Any tax-privileged investments are worthy of consideration, and the more access to such vehicles that clients can have, the more chance we will have of finding a balance between current spending and saving for the longer term.

The Bill that was published recently was never going to be the finished article in terms of what clients will eventually have access to – that will only come when it is introduced into the committee stage in Parliament. However, the headline features have been confirmed:

• Individuals aged between 18 and 40 will be able to open and invest in a Lisa and will be able to contribute up to £4,000 each year, up to their 50th birthday;

• That £4,000 will form part of an individual’s overall Isa allowance for the year (£15,240 for tax year 2016/17 and £20,000 in 2017/18)

• At the end of each tax year, a 25 per cent bonus will be added by the government, meaning that a total savings level of £5,000 can be achieved;

• From 18 to 50 this could mean a total bonus of £32,000

• Like other Isa arrangements, the plan will be income tax and capital gains tax free

• Lisa will be available as cash or stocks and shares accounts

• Proceeds from the Lifetime Isa can be taken tax-free:

If the proceeds are used to aid purchase of a first home (with a maximum value of £450,000), or

If the client is over age 60, or

If the client is terminally ill, or

If the client has died.

A couple could utilise two Lisa plans, doubling the funds available, provided that this was the first home for both parties.

Clients can still have access to their investment outside these instances. But that access comes with a sting in the tail. Should a client withdraw funds outside the permissible criteria, a penalty will be applied, withdrawing the entire government bonus attributed, including interest and an additional penalty of 5 per cent for good measure.

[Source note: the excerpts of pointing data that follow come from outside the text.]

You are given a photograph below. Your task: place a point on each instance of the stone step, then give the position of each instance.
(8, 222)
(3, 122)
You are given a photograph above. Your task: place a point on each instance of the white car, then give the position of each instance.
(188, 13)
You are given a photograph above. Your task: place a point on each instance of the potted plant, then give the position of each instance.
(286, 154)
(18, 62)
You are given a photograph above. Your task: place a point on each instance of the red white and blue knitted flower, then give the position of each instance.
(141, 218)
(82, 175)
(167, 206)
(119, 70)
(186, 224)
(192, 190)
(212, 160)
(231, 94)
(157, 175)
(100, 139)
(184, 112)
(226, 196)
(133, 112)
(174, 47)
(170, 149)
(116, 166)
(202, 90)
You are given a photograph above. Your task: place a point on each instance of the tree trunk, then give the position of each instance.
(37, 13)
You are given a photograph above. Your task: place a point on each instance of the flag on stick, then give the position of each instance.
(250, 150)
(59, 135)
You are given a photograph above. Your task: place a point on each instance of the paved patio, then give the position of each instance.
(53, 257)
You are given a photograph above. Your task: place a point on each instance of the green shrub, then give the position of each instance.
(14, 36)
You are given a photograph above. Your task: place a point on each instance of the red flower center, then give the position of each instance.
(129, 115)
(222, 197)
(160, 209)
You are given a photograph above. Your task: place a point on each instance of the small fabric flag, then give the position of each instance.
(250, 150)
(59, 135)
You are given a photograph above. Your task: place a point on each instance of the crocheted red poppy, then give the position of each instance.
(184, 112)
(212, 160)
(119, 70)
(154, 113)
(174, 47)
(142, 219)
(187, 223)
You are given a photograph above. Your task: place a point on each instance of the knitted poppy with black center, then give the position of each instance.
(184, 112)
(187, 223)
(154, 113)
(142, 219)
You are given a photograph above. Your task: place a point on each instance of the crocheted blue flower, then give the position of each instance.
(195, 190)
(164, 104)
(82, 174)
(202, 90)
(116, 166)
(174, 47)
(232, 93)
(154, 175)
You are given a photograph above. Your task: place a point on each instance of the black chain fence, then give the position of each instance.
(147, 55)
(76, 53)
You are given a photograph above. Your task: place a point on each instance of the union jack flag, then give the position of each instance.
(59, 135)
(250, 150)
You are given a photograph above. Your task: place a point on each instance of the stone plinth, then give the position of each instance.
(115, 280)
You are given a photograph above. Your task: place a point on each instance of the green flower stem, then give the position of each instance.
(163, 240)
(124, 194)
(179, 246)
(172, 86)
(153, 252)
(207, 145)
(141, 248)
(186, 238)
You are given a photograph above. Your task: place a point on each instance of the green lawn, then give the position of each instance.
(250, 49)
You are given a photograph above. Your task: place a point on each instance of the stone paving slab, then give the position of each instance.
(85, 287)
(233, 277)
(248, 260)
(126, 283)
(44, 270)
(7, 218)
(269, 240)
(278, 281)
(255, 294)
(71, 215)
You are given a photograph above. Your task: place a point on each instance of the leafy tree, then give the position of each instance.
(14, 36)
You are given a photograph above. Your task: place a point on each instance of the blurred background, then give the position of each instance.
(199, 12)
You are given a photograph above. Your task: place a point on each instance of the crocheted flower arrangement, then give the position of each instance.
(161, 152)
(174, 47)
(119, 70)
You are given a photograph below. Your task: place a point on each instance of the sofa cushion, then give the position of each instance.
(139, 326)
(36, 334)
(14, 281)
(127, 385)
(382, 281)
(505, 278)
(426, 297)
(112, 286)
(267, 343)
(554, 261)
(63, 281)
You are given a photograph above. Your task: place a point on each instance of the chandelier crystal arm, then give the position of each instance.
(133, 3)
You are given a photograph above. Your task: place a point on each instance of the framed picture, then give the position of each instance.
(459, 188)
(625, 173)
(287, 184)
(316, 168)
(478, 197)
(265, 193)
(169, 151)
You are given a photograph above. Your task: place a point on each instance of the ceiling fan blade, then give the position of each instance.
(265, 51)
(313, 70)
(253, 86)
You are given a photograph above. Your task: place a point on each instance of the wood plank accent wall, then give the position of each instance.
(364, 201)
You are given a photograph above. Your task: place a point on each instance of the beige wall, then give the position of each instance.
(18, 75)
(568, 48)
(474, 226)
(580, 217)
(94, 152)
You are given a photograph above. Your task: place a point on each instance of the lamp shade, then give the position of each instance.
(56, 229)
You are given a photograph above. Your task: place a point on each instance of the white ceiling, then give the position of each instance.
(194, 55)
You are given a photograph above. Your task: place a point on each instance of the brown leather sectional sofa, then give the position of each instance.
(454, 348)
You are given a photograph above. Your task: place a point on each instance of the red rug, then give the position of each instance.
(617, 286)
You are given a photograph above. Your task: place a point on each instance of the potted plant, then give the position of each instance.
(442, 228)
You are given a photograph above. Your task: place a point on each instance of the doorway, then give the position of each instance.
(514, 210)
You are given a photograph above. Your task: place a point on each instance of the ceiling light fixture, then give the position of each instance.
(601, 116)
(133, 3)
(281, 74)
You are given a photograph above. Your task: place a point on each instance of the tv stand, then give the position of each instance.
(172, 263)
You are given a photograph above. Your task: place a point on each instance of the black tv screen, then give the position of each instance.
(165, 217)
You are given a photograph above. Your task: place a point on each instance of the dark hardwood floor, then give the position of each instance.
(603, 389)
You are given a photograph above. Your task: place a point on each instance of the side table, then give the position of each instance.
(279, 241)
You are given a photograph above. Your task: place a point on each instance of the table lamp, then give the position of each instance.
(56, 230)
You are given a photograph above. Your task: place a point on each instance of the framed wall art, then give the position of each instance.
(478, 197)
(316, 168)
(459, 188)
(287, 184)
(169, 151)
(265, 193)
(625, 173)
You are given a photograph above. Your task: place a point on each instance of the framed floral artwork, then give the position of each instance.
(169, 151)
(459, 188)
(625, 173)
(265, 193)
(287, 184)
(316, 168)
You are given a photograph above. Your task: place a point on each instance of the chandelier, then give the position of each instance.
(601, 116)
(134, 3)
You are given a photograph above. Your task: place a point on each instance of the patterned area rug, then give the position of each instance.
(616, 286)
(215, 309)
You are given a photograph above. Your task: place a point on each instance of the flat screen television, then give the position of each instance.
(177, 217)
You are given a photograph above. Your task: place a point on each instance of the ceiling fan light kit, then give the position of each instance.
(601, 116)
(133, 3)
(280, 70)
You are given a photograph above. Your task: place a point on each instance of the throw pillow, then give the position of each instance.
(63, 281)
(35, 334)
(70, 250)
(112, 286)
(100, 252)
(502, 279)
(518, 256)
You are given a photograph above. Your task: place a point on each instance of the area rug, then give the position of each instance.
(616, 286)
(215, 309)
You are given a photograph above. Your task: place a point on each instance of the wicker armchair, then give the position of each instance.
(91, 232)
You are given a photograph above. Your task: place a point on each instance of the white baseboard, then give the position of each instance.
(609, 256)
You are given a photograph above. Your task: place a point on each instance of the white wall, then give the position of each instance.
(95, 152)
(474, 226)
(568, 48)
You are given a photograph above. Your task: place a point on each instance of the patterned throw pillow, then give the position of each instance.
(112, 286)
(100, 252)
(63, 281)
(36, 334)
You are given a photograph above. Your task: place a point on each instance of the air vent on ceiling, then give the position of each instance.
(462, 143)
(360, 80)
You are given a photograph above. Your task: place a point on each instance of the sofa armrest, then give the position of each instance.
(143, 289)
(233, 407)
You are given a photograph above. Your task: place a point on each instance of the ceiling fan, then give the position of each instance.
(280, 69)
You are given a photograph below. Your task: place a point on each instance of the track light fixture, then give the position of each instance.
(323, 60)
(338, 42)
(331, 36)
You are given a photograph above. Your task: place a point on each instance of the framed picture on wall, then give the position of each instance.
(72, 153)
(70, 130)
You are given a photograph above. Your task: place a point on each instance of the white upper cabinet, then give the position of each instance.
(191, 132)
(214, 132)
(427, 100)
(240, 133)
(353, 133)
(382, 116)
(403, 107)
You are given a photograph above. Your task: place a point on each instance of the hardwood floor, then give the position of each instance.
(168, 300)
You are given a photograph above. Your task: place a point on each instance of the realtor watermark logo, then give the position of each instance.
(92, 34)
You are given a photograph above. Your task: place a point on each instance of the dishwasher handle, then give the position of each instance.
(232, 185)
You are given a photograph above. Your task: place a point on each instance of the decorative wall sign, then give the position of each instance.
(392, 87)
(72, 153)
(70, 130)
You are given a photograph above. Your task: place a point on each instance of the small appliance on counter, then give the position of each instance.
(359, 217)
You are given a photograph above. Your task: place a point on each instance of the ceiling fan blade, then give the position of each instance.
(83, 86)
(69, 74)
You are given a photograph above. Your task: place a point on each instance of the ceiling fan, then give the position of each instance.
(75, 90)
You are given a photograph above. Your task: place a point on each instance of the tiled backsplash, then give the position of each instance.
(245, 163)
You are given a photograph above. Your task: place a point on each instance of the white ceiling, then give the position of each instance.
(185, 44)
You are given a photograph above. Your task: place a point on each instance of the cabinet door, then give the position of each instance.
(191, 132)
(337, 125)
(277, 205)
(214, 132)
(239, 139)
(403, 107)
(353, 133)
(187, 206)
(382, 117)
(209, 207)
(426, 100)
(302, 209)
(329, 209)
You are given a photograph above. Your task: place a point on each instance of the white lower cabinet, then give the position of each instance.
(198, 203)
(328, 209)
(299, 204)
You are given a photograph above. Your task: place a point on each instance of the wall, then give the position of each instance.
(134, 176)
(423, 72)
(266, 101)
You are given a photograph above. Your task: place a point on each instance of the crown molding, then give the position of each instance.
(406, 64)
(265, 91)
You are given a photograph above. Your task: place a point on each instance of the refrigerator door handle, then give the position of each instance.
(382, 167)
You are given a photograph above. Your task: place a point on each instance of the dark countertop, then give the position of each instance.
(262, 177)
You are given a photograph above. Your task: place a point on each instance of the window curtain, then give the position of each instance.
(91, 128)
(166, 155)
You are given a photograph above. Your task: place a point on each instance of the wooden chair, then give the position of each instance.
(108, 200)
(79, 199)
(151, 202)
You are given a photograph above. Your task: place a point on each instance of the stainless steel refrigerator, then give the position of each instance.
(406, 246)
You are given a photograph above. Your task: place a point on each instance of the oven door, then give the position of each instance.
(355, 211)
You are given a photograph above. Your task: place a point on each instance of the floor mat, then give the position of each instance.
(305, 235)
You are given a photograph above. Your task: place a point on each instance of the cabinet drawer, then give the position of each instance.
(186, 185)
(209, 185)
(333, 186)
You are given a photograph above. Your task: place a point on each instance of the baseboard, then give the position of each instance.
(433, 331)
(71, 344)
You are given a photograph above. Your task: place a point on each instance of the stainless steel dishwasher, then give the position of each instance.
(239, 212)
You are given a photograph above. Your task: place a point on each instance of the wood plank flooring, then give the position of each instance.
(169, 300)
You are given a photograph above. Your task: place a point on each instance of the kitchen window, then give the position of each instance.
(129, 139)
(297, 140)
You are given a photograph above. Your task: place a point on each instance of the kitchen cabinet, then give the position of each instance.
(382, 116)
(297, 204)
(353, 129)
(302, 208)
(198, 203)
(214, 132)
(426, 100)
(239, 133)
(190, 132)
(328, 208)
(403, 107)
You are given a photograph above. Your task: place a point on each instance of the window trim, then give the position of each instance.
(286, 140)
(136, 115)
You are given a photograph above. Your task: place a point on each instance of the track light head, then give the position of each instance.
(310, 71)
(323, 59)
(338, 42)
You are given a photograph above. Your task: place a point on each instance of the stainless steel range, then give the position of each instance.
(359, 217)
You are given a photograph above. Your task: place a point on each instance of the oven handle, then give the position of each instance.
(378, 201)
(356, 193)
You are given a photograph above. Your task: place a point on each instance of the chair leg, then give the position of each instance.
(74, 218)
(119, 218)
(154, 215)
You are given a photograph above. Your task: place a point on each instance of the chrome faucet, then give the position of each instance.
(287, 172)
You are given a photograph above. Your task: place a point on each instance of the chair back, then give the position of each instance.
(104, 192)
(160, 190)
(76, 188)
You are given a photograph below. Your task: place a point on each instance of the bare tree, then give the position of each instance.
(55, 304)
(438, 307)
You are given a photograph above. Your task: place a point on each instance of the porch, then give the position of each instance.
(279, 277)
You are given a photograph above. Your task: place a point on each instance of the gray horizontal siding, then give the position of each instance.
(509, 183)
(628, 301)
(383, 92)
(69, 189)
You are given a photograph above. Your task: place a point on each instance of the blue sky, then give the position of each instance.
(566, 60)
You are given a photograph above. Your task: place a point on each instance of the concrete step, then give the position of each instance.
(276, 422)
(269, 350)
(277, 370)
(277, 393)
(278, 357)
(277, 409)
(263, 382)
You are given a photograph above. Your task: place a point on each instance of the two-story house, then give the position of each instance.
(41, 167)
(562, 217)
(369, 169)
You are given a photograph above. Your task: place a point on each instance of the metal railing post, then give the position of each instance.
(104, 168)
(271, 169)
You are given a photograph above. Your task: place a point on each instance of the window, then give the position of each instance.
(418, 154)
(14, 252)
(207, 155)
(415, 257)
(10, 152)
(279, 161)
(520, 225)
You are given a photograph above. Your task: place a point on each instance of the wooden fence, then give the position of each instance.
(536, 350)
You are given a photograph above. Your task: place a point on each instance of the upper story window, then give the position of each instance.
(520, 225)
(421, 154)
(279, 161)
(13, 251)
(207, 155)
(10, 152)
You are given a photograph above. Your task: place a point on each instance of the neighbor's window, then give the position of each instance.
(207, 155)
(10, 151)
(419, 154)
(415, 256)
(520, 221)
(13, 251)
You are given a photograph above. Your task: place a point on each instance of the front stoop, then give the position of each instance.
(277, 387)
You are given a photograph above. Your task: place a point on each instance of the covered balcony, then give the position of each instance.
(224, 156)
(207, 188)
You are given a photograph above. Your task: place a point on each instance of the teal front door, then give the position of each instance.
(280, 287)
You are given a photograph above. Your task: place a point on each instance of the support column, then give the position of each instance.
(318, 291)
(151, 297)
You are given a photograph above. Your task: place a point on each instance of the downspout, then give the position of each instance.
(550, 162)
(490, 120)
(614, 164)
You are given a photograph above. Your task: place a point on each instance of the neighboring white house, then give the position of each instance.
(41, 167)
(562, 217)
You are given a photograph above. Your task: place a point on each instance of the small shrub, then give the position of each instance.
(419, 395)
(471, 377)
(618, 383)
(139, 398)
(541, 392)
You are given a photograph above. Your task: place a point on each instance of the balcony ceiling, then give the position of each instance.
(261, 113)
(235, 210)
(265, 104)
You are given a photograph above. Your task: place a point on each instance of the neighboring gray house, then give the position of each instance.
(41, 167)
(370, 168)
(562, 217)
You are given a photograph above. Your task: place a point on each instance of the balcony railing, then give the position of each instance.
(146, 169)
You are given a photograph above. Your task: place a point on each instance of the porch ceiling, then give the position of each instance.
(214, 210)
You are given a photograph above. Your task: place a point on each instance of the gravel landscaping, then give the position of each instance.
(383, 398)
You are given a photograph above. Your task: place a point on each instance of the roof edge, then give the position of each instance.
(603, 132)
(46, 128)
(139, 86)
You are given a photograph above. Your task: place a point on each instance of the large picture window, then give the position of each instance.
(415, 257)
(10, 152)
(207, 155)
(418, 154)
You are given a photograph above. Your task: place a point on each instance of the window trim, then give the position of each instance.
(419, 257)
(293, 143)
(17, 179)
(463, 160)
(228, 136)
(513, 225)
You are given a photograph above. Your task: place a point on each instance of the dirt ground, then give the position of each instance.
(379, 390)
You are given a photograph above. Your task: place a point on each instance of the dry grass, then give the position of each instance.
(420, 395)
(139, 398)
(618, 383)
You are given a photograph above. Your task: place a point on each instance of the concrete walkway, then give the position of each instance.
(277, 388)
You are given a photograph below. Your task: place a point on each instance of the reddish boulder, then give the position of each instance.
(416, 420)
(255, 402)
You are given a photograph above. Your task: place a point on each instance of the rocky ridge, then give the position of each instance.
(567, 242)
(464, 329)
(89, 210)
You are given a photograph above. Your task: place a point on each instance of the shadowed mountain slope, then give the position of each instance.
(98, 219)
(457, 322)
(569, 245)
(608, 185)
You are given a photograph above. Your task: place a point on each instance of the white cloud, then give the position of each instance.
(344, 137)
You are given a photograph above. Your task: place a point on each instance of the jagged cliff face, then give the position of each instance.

Despite its anticipated announcement, the ability to borrow money from a Lifetime Isa has not been included in the draft legislation and perhaps in the long run this will keep things simple and remove additional complications in the operation of these plans.

While the need for legislation that claws back the government top-up is clear for all to see, the level of additional penalties seems unduly harsh and is perhaps likely to prove to be a feature that puts clients off. If high exit penalties on pension plans proved to be a disincentive to invest, there will be little surprise if the same objections were heard from clients now.

So where does this leave us and clients? As mentioned previously, any encouragement that can be given to save for the longer term is a good thing, and the attraction of a free government top-up is a welcome feature. Planners will look to build plans for clients that have the right balance between maximising the tax privileges available and suiting their ongoing needs for access.

The inclusion of the Lifetime Isa to the plethora of tax-privileged saving investments available to UK-resident taxpayers will increase the ability to save tax-efficiently in a diversified range of products for retirement, and this can only be a good thing for planners and clients alike. Parliament now has the opportunity to make alterations that will help clients buy into the well-founded concept behind Lifetime Isas; let’s hope they do.